What is LFS anyway?
jeremy at jutley.org
Sun May 9 20:17:43 PDT 2004
Bill's LFS Login wrote:
>On Sun, 9 May 2004, Bruce Dubbs wrote:
>>Alexander E. Patrakov wrote:
>>I would be in favor of expanding Chapter 9 to tell the user *how* the
>>new system can be customized for individual needs. This includes using
>>chroot from the host system until those packages the user needs are
>>installed. Suggested packages to install early for a desktop system
>>would include communication (dhcp client, wget, etc) and X+Window manager.
>With the availability of VT's, I consider X unneeded for a *base*
>platform. Just include gpm, most of BLFS Chapter 3 stuff, and a
>*minimal* browser. That plus network connectivity seems enough to me.
>Think about it: what's the *big* difference between doing X+* in the end
>of Chapter 9 and doing it as the (user chosen) early effort of BLFS? A
>lot in terms of book size, because of dependencies, and little
>conceptually. If the user has the foresight to download BLFS and a
>browser, we can even eliminate the net connectivity rqmt. If the user is
>comfy with CLI, only convenience is lost if no gpm (of course this is
>easily overcome with a text version of books and vi). Wget? A bash-only
>solution was posted many moons ago (inelegant to read, but so what?)
>My feeling is that if LFS taught what it intended, had a *base* platform
>from which a user who has *learned* can accomplish his/her goals, LFS is
>done. I even feel that if they must reboot into their old host, that's
>OK too. If the book wants to progress beyond that, also OK but no one
>would call it a base platform, by the time prerequisites and X are
Forcing the user to reboot back into their host constantly after
finishing the LFS is just wrong, IMHO.
Especially when adding 3 packages will give about 99% of people the
ability to browse in their new LFS
successfully (lynx, dhcpcd, ppp). Quite frankly, very few people have
static IP ethernet connections,
needing either DHCP or PPP(oE). In fact, I'd probably say the only
people who *DO* have static IP
access are the ones who'd already know *HOW* to set up networking,
because probably anyone with
static IP access has their own linux router already.
>Creeping "bloatitis" is difficult to resist. Division of labor is
>important. Focus is easily lost.
I don't call making LFS functional after the book is creeping bloatitis
- I consider it doing the right thing
for the first time LFSer - the experienced LFSer won't need the help,
but the first timer will.
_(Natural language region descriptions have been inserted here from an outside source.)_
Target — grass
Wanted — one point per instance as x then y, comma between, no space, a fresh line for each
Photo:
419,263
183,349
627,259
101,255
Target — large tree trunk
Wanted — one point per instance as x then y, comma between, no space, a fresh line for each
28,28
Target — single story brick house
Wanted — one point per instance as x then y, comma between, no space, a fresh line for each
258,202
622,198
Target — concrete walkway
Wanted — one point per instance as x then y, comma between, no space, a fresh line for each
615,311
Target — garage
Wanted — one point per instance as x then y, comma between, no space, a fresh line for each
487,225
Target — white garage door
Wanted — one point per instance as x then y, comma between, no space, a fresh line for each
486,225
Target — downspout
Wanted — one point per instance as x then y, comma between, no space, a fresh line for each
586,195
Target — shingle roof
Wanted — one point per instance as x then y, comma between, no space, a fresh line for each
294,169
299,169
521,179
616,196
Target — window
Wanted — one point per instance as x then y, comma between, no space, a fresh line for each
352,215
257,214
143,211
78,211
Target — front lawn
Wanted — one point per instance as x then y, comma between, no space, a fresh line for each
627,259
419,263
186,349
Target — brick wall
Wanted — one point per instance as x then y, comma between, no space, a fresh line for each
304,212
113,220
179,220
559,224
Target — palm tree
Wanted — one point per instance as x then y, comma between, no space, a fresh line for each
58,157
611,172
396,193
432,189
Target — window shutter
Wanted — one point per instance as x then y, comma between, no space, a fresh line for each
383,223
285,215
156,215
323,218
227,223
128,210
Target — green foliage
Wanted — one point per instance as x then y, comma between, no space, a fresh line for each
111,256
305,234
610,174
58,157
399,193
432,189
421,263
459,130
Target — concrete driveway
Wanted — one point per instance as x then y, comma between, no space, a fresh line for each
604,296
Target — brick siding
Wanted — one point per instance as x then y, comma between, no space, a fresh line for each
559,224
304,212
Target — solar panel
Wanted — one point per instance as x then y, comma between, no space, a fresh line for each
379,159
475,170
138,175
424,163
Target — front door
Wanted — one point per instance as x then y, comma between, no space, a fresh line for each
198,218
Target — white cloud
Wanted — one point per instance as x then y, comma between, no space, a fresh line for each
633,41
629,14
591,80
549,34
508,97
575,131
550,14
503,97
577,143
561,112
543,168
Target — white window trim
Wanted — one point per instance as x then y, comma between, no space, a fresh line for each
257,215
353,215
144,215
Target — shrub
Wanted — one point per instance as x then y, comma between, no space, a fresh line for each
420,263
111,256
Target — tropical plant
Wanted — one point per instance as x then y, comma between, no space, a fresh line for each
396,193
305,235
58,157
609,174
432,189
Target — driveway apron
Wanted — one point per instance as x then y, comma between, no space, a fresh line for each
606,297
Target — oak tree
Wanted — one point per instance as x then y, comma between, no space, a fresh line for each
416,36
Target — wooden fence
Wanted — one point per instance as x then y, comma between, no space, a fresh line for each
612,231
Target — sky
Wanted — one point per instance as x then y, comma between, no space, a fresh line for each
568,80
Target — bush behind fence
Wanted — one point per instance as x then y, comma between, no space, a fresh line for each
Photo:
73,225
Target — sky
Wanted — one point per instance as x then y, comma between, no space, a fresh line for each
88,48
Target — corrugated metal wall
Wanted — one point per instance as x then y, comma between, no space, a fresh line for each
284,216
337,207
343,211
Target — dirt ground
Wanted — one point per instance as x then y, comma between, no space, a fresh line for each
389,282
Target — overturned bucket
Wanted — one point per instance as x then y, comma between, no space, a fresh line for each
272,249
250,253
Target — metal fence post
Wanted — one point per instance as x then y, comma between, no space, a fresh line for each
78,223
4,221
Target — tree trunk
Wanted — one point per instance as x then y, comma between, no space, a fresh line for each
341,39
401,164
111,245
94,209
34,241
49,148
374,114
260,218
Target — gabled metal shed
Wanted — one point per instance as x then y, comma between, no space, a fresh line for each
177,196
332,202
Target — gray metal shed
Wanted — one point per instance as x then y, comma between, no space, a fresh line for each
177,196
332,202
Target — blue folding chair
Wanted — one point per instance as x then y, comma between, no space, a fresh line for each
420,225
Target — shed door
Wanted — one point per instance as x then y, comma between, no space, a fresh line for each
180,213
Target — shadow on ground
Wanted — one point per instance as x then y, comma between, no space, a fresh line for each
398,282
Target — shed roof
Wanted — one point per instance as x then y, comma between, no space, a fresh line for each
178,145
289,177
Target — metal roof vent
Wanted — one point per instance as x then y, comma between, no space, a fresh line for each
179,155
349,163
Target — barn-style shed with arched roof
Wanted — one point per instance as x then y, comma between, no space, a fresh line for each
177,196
I think the
biggest problem is those of us here on -dev have forgotten what it was
like the first time they booted into
that shiny new LFS, then tried to install further stuff to make it a
functional system., and found they couldn't
get anything because no functionality was there to do so. It's better
now that we have an ftp client (provided
so kindly by inetutils), but I think we could easily do better, without
"bloating" up the LFS install.
><rant not related to you at all>
>Especially when a crew that wants to be bleeding edge is holding sway
>and denigrating valid concerns with whines about resisting the future.
>A low form of argument if ever I heard one, but maybe they are
>incapable of better. Or respect none but their own opinions and
></rant not related to you at all>
This smells an awful lot like a personal attack against quite a few
people who really want to see LFS
move forward. Lets face it...2.6 is here, has been for months, and so
has NPTL - isn't it about time we
were using it? Udev - no it's not essential now..but soon will be, when
the kernel guys start randomizing
device numbers, so we might as well get it going - it also solves the
long-standing issue with device creation
(too many or too few). Hotplug is just simply a good thing to have, and
is the preferred method of dealing with
removable devices, such as USB or Firewire devices.
Just a few weeks ago, people were complaining because there was no
development, now there's development again
and people are STILL complaining. Make up your mind guys, please?